The team found that the quicker scans reduced time in the scanner by 63% and they were as reliable as the standard-of-care scans for diagnosis and visual ratings.
First author Dr Miguel Rosa-Grilo (UCL Queen Square Institute of Neurology) said: “We were confident that the new scan would prove non-inferior to the standard scan, given the high image quality – but it was remarkable how well it performed.”
Richard Oakley, Associate Director of Research and Innovation at Alzheimer’s Society, said: “Dementia is the UK’s biggest killer, but one in three people living with the condition haven’t had a diagnosis. An early and accurate diagnosis isn’t just a label, it’s the first step to getting vital care, support and treatment.
“While MRIs aren’t the only way to diagnosis dementia, very few people with concerns about their cognitive health are offered one as part of the diagnosis process, mainly because they are expensive and not widely available. These faster MRIs, which take less than half the time of standard scans, could help end this postcode lottery in dementia diagnosis, cut costs and potentially give more people access to them.

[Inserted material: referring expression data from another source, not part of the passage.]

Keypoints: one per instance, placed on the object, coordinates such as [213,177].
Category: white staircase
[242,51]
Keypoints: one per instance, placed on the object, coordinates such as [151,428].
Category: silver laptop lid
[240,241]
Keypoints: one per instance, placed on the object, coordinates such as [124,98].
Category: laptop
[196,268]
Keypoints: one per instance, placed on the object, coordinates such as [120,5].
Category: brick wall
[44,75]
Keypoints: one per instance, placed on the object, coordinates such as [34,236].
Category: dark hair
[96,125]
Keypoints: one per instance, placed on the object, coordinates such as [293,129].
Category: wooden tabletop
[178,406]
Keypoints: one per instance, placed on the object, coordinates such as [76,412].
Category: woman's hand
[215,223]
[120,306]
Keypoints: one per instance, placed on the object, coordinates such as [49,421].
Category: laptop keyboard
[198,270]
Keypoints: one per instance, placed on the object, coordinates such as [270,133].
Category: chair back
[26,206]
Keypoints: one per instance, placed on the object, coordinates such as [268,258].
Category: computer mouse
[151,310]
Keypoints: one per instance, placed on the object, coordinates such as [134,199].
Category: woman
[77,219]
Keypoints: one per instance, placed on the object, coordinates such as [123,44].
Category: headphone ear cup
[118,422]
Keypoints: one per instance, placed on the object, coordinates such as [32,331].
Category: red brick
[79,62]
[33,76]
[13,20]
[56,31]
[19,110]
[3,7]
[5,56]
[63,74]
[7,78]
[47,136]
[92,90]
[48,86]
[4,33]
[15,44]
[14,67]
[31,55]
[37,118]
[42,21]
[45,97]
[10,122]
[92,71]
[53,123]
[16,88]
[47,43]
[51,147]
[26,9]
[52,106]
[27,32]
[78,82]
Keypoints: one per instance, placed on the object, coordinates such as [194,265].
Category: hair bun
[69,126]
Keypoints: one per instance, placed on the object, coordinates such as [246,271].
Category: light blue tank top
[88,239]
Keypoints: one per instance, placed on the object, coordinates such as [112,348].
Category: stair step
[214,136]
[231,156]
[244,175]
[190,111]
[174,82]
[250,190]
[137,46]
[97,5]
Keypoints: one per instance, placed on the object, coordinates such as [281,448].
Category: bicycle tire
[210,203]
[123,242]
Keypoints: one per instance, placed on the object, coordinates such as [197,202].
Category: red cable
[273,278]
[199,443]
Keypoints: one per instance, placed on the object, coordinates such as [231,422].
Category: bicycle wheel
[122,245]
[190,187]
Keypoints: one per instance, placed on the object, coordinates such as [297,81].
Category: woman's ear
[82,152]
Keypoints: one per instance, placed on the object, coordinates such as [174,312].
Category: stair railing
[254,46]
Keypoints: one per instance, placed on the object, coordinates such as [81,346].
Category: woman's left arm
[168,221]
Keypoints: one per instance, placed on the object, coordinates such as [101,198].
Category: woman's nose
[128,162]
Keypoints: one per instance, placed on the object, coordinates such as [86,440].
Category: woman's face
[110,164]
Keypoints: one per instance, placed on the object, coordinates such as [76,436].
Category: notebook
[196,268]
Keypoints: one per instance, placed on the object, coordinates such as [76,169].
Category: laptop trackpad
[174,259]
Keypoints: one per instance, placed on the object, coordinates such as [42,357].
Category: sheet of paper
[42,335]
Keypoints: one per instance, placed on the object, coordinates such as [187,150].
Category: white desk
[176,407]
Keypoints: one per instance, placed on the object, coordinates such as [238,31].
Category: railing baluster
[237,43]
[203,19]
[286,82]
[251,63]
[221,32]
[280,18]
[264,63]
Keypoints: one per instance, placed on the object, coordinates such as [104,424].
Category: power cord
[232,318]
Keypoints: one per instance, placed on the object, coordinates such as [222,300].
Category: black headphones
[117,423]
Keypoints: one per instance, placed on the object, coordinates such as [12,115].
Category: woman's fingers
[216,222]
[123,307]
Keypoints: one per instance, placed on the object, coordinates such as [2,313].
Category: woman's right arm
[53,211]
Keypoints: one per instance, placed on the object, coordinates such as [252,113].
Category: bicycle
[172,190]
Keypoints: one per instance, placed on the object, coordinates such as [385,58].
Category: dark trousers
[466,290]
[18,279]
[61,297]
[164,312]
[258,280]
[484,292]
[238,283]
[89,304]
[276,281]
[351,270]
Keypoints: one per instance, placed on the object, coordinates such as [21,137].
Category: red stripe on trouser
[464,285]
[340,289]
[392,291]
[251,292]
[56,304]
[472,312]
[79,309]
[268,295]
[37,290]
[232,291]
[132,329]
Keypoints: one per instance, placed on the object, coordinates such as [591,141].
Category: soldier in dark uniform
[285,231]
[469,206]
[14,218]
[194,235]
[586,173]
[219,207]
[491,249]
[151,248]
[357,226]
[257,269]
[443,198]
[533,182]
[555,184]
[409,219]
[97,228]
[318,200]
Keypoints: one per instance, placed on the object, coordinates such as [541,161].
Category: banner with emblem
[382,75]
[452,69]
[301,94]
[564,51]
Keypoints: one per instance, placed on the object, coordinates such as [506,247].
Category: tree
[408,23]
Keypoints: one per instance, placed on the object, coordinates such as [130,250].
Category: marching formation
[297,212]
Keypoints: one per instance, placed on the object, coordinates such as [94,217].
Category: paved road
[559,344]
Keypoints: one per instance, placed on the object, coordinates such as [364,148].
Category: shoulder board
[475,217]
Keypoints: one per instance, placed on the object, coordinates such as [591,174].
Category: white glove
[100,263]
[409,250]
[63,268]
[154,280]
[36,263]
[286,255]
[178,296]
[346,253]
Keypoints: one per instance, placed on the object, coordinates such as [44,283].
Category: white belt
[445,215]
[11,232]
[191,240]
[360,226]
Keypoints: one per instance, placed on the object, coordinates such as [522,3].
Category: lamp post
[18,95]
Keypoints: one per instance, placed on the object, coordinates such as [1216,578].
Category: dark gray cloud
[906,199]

“MRI scans can be an uncomfortable and daunting experience for patients, so anything we can do to make it an easier process is really positive.
“So far, this shortened MRI scan has been tested at one specialist centre with one type of MRI scanner, so more research is needed to make sure this works across different types of scanners and a diverse range of people. We’re hugely encouraged by this progress and eager to see how it continues.”
The team will now build on their early results by making sure the approach works across different types of MRI machines, so it can benefit as many hospitals and clinics as possible.